The numbers: The U.S. added a modest 559,000 new jobs in May even though most companies are eager to hire, signaling that labor and supply shortages are holding back an economic recovery.
The increase in employment in May fell short of Wall Street expectations. Economists surveyed by Dow Jones and The Wall Street Journal had forecast 671,000 new jobs.
The unemployment rate, meanwhile, slipped in May to a pandemic low of 5.8% from 6.1%. Yet the official rate almost certainly understates the true level of unemployment by 2 to 3 percentage points, economists say.
Big picture: The economy is strong and getting stronger thanks to a disappearing coronavirus pandemic, massive federal stimulus cash and a torrent of pentup demand. Americans are rushing to do all the things they couldn’t do during the pandemic.
The biggest obstacles to a full recovery are major shortages of key supplies and labor owing to ongoing disruptions resulting from the pandemic.
Take supplies. Companies slashed production early in the crisis because of depressed demand and difficulties obtaining critical materials from overseas suppliers.
They’re trying to catch up now, but they were caught off-guard by the quick rebound in the economy. Lingering international trade disruptions have added to their problems.

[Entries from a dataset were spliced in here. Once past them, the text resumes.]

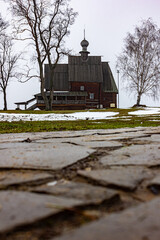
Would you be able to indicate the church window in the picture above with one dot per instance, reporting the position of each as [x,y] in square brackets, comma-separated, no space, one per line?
[81,88]
[91,95]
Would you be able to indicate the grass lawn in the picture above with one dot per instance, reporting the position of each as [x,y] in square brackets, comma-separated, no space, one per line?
[122,120]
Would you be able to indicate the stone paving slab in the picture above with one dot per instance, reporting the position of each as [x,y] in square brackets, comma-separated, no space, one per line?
[139,223]
[93,141]
[41,156]
[128,173]
[123,177]
[19,208]
[18,137]
[85,192]
[148,155]
[8,178]
[153,139]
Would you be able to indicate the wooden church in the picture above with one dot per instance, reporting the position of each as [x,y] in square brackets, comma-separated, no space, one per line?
[84,83]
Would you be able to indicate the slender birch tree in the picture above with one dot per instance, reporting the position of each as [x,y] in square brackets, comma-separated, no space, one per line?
[139,62]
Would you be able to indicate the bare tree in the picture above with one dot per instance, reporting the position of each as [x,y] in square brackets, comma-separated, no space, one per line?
[3,26]
[8,65]
[46,23]
[139,62]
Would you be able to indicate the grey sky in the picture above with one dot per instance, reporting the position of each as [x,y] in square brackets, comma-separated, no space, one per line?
[106,23]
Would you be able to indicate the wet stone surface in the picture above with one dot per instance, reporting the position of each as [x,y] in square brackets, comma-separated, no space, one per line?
[95,184]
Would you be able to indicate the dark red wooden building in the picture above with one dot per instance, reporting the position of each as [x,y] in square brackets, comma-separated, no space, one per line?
[85,82]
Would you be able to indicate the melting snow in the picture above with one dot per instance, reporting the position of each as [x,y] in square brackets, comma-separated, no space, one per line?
[146,111]
[10,117]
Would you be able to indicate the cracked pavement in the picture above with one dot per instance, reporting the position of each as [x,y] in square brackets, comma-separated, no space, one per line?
[94,184]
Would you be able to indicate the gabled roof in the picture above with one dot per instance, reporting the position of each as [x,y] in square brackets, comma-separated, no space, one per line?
[109,84]
[85,71]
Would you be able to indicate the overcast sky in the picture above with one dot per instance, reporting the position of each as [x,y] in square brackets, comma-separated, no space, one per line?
[107,23]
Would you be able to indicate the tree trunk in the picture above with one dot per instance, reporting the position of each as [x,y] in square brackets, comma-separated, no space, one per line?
[42,87]
[138,99]
[5,99]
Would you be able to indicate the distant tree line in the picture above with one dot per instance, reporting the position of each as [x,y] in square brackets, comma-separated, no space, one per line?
[46,23]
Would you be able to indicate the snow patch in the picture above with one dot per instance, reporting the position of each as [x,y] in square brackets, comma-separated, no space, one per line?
[10,117]
[146,111]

An emerging labor shortage is an even bigger surprise. The unemployment rate still quite high and the U.S. is missing almost 8 million jobs that existed before the pandemic.
Economists say early retirements, a lack of child-care options, lingering fear of the coronavirus and generous unemployment benefits explain why more people haven’t returned to work. These problems probably won’t clear up at least until the fall.

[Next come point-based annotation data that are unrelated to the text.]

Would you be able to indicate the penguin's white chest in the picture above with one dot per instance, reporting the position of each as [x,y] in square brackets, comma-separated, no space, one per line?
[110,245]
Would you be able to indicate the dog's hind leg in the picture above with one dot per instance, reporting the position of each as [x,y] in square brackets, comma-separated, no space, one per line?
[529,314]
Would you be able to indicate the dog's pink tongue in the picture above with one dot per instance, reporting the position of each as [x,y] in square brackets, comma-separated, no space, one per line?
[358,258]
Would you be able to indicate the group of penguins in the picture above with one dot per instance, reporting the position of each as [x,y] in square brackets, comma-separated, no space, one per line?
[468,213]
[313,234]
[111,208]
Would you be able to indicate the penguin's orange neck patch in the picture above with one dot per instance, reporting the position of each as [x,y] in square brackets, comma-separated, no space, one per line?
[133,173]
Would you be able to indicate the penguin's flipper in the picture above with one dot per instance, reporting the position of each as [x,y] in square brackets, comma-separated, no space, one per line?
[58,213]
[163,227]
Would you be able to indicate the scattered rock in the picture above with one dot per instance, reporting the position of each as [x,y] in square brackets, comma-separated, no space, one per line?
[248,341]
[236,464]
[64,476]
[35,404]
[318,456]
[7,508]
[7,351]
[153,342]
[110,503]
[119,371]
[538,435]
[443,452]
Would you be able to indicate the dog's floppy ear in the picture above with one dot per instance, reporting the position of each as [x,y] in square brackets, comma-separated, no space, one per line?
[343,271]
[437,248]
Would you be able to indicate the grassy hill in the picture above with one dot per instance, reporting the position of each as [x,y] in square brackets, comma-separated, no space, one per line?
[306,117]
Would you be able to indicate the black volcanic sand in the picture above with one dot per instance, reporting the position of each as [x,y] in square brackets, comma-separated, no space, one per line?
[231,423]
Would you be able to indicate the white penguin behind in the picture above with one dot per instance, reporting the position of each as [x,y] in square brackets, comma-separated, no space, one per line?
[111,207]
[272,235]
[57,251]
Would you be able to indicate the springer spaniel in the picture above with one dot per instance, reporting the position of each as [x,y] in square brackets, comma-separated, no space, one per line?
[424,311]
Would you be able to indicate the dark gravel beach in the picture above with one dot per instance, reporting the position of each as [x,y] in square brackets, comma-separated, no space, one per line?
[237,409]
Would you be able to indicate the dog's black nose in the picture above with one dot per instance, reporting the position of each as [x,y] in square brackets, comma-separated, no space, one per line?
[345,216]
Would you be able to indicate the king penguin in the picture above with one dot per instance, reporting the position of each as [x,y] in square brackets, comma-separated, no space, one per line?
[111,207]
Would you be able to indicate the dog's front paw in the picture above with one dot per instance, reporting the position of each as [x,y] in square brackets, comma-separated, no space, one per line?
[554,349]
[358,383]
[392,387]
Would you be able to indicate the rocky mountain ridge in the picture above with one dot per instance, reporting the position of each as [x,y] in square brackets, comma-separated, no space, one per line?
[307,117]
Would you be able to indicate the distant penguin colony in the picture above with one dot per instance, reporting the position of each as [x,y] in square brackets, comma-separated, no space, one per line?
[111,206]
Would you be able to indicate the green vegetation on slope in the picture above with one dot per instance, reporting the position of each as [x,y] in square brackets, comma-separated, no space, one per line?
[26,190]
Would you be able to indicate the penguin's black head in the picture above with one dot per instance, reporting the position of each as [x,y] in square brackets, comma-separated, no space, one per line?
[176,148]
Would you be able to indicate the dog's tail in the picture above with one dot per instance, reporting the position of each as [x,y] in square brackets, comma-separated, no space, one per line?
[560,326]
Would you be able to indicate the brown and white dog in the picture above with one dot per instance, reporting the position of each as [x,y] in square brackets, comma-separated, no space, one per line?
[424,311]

Many companies have increased wages in an effort to lure workers, but it still hasn’t been enough. Average hourly pay rose 15 cents, or 0.5%, to $30.33 an hour in May.
What they are saying? “It’s hard to hate this report, but it’s also hard to love it. It’s great to see a pickup to job growth, but it would have been better to see a larger acceleration,” said Nick Bunker, economic research director at Indeed.